Brexit Der Brexit erschüttert die Deutsche Bank - und ein Brite muss sie retten

Seit einem Jahr leitet er die Deutsche Bank: John Cryan.

(Foto: Bloomberg)

Der Deutschen Bank geht es schlecht, erst recht durch das Brexit-Votum. Ihr Chef John Cryan soll sie nun aus der Krise führen.

Von Andrea Rexer, München, und Meike Schreiber, Frankfurt

Er ist nicht gerade als Optimist bekannt. Doch in diesem einen Fall war der Chef der Deutschen Bank endlich auch einmal zuversichtlich. Der Brite John Cryan war fest davon überzeugt, dass seine Landsleute für den Verbleib in der EU stimmen würden. Doch er lag daneben. Als am Freitagmorgen die Ergebnisse vorlagen, trat er sichtlich getroffen vor die hauseigene Kamera: "Es schmerzt mich, dass Europa für viele meiner Landsleute offenbar an Attraktivität verloren hat", ließ er per Videobotschaft verkünden. Das Votum sei ein klares Signal an die EU, näher an die Menschen zu rücken, die Demokratie zu stärken.

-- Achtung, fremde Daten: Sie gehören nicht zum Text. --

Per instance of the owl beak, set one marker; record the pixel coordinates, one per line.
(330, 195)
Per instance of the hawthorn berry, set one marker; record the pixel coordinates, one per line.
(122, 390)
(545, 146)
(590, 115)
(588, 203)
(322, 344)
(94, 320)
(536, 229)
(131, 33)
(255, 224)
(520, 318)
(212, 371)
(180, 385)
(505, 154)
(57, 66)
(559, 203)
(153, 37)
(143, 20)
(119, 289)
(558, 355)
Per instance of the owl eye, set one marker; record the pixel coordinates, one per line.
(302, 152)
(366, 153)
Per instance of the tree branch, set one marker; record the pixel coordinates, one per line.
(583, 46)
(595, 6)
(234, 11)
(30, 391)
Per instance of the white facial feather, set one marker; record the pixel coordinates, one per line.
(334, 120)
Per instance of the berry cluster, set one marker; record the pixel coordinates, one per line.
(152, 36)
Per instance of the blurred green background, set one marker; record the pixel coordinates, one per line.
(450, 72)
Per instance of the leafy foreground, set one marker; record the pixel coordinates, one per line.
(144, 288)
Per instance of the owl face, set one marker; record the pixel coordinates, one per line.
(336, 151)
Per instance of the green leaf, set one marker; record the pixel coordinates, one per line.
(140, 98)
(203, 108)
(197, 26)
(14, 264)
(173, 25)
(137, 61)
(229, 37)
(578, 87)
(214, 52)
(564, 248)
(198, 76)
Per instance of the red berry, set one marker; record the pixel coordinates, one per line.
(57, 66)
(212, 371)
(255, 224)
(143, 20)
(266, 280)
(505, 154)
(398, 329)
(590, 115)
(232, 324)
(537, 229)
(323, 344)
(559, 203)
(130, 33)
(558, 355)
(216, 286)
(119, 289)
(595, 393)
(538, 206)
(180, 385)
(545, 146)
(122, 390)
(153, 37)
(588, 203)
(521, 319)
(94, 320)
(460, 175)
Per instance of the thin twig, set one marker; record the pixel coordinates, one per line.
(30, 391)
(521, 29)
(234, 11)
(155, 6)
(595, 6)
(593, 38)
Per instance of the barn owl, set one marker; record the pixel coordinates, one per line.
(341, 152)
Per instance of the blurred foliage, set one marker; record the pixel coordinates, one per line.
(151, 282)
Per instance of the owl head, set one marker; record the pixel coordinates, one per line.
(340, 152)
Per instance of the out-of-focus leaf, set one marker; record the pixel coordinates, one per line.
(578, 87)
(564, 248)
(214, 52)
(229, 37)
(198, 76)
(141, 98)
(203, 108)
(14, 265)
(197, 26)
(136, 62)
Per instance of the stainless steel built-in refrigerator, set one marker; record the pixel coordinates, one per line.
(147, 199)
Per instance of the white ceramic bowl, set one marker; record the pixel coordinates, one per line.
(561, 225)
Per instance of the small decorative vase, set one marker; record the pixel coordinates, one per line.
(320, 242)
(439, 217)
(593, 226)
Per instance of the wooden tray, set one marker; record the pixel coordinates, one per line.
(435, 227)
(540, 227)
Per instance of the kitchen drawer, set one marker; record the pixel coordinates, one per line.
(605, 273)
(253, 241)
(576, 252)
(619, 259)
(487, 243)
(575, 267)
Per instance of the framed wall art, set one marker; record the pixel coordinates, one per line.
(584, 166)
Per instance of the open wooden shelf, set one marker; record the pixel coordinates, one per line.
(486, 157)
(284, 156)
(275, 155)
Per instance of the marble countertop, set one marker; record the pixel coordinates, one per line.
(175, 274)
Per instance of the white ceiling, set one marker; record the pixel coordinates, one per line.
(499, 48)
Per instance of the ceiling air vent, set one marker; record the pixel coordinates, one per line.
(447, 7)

Er ist nicht nur persönlich getroffen, sondern auch sein Institut: Der Aktienkurs der Deutschen Bank ist seit Freitag um mehr als 15 Prozent gefallen. Die Aktie erreichte am Montag ein neues Rekordtief: Sie lag bei unter 13 Euro, der schlechteste Wert in der Geschichte des Dax. Und ein EU-Austritt Großbritanniens könnte die Lage noch weiter verschärfen: London ist für die Deutsche Bank nach Frankfurt der wichtigste Standort, 8000 Leute arbeiten dort, die Investmentbank wird von dort gesteuert. Kein Wunder also, dass der Brexit Cryan Sorgenfalten auf die Stirn zeichnet.

Auch die Politik sucht inzwischen den Kontakt zu Cryan

Er muss nun wichtige Entscheidungen treffen: Verlagert er Geschäftsbereiche zurück nach Frankfurt? Und was tun, wenn das Alltagsgeschäft noch viel stärker leidet? Einige Andeutungen hat Cryan bereits gemacht, was das für die Deutsche Bank bedeuten könnte.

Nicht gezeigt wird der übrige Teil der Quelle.